Data Warehousing | Amazon Redshift

Introduction to Amazon Redshift

What is AWS Redshift and why is it different?

If you are a data analyst or part of reporting team, no doubt you have heard of “data warehousing”. If your company also uses AWS as its cloud provider, you are likely to use Redshift. Redshift is a fully managed data warehousing service by AWS.

Prior to diving into Redshift, I would like to reflect on a common journey many companies take. Before going to the cloud, many companies will have their reporting databases hosted on MS SQL Server, Oracle, MySQL, and the sorts. These are great database technologies suited for fast application access. Microsoft takes SQL Server one step further to add the BI suite of tools to transform SQL Server into a warehouse ecosystem of tools. Slowly over time, as data grows and reporting needs increase, these on-premises systems are migrated to Redshift if using AWS. However, the data warehousing methodology and the reporting mindsets do not evolve to adapt to using cloud technologies. As part of this article, I’ll try to highlight some differences between the “traditional” warehouses (for lack of better term) and Redshift.

Redshift is a distributed and highly scalable data warehouse solution. It has some clear differentiators that make it one of the leading solutions in cloud. Let’s take these one by one and discuss.


Data is ever-growing and the need to report on it is becoming critical. Redshift is a clustered solution; containing multiple nodes and the ability to grow and shrink the compute and storage. There are 3 types of nodes available and storage ranges from 5TB to 2PB depending on selected nodes. There are two methods to scale a cluster; “classic” which incurs downtime and “elastic” no downtime. Both methods have their pros and cons but will not be discussed in this post.

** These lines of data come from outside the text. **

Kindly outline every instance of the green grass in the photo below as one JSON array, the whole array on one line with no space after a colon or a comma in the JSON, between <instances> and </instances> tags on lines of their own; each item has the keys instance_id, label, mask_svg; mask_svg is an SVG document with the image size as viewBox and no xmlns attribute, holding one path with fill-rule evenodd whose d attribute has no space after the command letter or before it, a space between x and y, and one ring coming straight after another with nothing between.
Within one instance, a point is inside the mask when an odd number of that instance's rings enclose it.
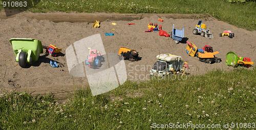
<instances>
[{"instance_id":1,"label":"green grass","mask_svg":"<svg viewBox=\"0 0 256 130\"><path fill-rule=\"evenodd\" d=\"M148 129L169 123L220 124L225 129L224 124L230 128L232 122L251 123L251 127L256 123L255 76L255 69L237 69L185 80L126 81L94 97L90 90L80 90L59 103L50 96L3 94L0 129Z\"/></svg>"},{"instance_id":2,"label":"green grass","mask_svg":"<svg viewBox=\"0 0 256 130\"><path fill-rule=\"evenodd\" d=\"M41 0L32 12L62 11L118 13L209 13L224 21L256 30L256 3L231 3L226 0ZM3 7L0 8L3 9Z\"/></svg>"}]
</instances>

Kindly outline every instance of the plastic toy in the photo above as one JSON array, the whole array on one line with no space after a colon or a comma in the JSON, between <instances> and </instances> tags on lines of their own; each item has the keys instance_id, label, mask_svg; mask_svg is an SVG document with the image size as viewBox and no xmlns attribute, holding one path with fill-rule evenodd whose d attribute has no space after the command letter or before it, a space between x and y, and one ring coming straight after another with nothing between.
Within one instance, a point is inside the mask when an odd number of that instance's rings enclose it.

Recently, AWS has introduced scaling compute and storage independently allowing flexibility and cost control as data grows or compute needs change over time.

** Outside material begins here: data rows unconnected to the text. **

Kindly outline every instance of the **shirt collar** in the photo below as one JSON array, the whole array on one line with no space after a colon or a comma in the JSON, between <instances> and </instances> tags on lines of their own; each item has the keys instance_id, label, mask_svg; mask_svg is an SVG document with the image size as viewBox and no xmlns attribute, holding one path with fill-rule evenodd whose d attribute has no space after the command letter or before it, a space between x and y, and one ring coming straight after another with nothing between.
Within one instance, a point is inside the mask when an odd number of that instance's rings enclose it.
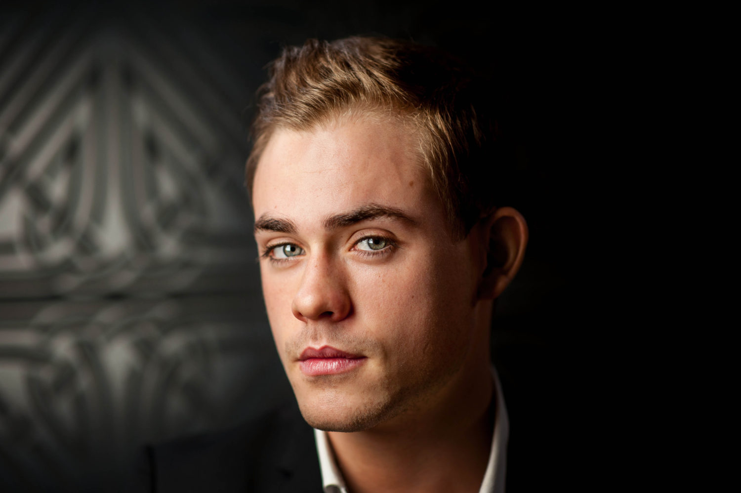
<instances>
[{"instance_id":1,"label":"shirt collar","mask_svg":"<svg viewBox=\"0 0 741 493\"><path fill-rule=\"evenodd\" d=\"M484 473L479 493L505 493L505 475L507 472L507 440L509 438L509 417L507 406L502 394L502 385L496 369L492 366L491 373L494 379L494 433L491 437L491 450L489 462ZM332 453L329 443L329 435L326 431L314 429L316 441L316 451L319 456L319 466L322 470L322 481L325 493L348 493L345 480L339 472L337 463Z\"/></svg>"}]
</instances>

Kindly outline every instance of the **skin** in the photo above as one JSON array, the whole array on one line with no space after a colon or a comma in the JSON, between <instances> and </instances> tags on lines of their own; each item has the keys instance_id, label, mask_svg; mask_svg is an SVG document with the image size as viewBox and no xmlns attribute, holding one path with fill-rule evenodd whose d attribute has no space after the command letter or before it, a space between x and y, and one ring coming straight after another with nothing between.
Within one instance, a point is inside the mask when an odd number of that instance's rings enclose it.
<instances>
[{"instance_id":1,"label":"skin","mask_svg":"<svg viewBox=\"0 0 741 493\"><path fill-rule=\"evenodd\" d=\"M396 120L277 129L255 176L276 346L353 492L478 491L489 453L492 300L527 228L505 208L454 237L416 148ZM325 345L362 363L305 374L302 351Z\"/></svg>"}]
</instances>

Redshift is designed and built as a massively parallel processing database. This means the performance is scaled efficiently based on the size of the data across multiple nodes. Redshift is based on columnar storage which is highly beneficial for analytical queries. As much as hardware has a role, so does schema design. Redshift offers multiple optimisations including compression and encoding at a column level. Combining all these, result in sub-minute query times even on terabytes of data.


Security is ingrained into Redshift. It offers everything from disk-level encryption, to table and column permissions. IAM policies allow controlling access to the infrastructure as well as multiple authentication methods that allow control at connection level (JDBC/ODBC). A RBAC model is the foundation of all authentication and authorisation.

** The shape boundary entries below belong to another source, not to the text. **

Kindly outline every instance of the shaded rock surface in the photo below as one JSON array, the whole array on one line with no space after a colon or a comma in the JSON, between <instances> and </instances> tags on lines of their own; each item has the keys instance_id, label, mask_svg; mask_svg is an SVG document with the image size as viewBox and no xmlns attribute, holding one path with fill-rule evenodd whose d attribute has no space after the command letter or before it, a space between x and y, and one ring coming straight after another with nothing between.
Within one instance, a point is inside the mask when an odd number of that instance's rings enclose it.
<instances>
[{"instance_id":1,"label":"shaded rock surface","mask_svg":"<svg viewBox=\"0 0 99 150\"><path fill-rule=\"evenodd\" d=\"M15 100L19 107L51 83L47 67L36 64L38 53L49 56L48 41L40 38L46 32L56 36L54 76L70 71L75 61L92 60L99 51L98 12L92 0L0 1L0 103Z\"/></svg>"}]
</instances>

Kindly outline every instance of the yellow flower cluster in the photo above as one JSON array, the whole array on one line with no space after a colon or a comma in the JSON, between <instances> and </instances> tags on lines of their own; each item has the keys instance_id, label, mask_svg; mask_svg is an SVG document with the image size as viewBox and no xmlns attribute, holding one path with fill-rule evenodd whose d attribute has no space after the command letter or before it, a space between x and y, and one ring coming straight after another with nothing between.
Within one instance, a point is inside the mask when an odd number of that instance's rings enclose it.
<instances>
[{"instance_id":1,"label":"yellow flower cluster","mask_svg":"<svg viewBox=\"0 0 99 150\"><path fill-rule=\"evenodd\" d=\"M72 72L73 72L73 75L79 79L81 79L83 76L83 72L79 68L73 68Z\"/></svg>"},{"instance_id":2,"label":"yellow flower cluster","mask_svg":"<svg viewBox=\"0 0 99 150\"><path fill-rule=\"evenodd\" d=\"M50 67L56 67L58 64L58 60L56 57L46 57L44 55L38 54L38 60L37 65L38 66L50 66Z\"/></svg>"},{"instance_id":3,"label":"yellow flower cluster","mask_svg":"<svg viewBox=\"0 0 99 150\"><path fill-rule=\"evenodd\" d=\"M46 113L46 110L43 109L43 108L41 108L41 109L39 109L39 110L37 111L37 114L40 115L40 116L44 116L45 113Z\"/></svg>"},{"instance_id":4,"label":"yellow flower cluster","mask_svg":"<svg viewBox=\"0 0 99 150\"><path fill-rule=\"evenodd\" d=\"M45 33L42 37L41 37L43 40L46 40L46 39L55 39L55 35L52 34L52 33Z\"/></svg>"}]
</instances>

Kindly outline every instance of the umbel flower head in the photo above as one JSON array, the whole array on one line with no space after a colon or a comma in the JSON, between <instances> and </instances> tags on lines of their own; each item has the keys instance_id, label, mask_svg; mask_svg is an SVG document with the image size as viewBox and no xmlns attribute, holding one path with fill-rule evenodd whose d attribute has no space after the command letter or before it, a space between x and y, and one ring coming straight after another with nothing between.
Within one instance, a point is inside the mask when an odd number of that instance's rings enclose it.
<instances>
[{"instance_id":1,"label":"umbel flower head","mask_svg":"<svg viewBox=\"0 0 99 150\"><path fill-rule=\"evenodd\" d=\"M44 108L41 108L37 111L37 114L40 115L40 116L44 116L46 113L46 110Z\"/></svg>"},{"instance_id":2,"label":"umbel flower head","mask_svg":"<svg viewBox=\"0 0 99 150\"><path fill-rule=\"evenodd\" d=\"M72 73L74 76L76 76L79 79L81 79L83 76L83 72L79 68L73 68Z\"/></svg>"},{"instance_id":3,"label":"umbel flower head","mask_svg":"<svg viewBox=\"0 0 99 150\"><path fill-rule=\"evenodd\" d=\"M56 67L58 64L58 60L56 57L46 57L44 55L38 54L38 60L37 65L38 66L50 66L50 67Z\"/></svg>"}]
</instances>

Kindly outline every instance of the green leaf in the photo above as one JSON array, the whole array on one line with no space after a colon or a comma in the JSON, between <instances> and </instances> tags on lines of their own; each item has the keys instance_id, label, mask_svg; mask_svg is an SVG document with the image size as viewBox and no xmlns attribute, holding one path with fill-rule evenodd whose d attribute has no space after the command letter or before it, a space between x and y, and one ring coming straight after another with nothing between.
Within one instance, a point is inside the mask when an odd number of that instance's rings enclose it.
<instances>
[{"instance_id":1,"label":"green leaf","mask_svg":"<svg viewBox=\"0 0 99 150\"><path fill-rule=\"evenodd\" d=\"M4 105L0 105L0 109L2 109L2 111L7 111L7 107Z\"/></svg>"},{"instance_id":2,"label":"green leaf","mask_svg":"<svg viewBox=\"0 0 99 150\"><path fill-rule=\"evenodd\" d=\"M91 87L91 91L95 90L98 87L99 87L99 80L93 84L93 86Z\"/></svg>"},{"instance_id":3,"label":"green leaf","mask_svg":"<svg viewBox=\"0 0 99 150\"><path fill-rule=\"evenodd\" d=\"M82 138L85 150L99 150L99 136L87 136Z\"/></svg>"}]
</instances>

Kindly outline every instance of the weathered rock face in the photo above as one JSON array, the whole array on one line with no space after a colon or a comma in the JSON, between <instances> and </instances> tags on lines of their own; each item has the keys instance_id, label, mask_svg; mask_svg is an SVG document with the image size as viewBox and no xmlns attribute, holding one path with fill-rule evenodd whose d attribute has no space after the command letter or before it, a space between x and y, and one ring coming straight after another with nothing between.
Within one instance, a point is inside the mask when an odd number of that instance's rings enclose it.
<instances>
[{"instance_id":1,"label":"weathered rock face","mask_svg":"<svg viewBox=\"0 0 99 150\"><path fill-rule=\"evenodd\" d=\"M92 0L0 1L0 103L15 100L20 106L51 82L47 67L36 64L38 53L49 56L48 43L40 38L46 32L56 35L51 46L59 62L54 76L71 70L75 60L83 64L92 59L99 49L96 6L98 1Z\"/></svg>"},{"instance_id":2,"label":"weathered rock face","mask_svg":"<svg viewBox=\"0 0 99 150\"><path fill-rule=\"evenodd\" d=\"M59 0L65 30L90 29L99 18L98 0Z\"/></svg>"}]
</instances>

Amazon Redshift is a highly available and durable managed service. Providing 99.9% online uptime, Redshift provides auto-recovery from hardware failures and even network availability. A robust set of tooling to manage reliable service for end-users through the granular Workload Management (WLM) system.

Amazon Redshift is a massively parallel processing data warehouse solution offering highly reliable, consistent, and secure service.